La France des Lumières
Pour continuer sur l’âge intellectuel des Lumières, signalons les excellentes mises au point sur le sujet de Pierre-Yves Beaurepaire dans 1715-1789. La France des Lumières, 8e volume de la nouvelle « Histoire de France » chez Belin (838 p., 42 €). Plusieurs chapitres abordent la rationalisation de l’action publique, le temps des experts, des théoriciens et des administrateurs, l’avènement de l’économie politique - « aujourd’hui la science à la mode » -, l’espace des villes capitales, les sociabilités académiques, l’aventure de l’Encyclopédie ou les « Lumières en chantier », les Lumières comme arme du combat politique, la fabrique et l’acculturation de l’opinion publique. On insistera aussi sur l’originalité remarquable de l’introduction composée par Beaurepaire qui tient en un seul commentaire du chef d’œuvre de Watteau, L’Enseigne de Gersaint (1720).

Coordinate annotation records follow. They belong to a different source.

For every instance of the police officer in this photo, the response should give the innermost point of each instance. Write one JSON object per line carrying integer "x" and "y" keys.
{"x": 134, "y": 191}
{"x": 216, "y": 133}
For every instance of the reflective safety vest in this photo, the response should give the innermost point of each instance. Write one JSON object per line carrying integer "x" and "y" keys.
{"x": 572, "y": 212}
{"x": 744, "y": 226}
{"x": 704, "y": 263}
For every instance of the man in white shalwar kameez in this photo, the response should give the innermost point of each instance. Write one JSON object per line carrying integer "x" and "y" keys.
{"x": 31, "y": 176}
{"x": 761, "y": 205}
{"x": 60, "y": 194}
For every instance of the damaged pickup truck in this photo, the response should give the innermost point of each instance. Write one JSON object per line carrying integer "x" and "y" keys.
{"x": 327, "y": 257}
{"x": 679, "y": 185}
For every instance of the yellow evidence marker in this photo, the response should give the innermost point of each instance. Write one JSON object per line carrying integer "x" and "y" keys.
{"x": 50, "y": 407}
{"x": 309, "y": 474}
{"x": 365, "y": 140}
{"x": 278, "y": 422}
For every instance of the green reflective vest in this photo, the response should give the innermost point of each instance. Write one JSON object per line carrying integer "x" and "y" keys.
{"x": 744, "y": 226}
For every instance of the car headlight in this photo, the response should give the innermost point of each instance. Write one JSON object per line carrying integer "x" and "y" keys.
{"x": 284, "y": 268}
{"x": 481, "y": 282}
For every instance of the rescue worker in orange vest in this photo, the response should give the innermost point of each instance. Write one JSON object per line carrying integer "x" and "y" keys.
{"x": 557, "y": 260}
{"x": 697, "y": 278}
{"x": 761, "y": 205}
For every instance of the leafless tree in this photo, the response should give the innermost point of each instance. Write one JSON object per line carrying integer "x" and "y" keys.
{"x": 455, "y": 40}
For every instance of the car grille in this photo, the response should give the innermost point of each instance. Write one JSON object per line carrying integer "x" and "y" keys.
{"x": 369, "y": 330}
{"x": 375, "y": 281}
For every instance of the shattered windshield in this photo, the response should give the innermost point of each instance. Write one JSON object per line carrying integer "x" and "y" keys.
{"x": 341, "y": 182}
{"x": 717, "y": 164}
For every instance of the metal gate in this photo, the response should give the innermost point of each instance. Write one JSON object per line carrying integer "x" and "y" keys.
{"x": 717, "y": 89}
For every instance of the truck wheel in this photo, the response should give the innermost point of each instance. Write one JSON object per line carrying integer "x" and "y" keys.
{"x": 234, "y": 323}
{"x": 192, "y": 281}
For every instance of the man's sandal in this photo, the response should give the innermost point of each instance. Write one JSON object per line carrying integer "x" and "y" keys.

Rentré d’un voyage en Angleterre et à quelques mois de sa mort, l’artiste représente la boutique d’Edme-François Gersaint, mercier-marchand de tableaux, pont Notre-Dame à Paris ; on y emballe le portrait de Louis XIV qui vient de décéder. L’Enseigne de Gersaint « tourne symboliquement la page du Grand Siècle et du règne de Louis XIV pour ouvrir avec la régence de Philippe d’Orléans (1715-1723), un chapitre fondateur de la France des Lumières ». Des acheteurs de condition observent la scène, en une anticipation de l’espace public et de la critique d’art qui ne se sont pas encore constitués. L’œuvre de Watteau va elle-même passer de collectionneurs en princes jusqu’à sa destination finale, le château royal de Charlottenbourg à Berlin, - qui témoigne « de la circulation internationale des œuvres d’art et apparaît comme l’illustration du rayonnement culturel et artistique français en Europe au siècle des Lumières ». Cette ouverture témoigne quant à elle de la place de l’image et des œuvres dans La France des Lumières et des usages démonstratifs que l’auteur leur réserve tout au long de sa narration.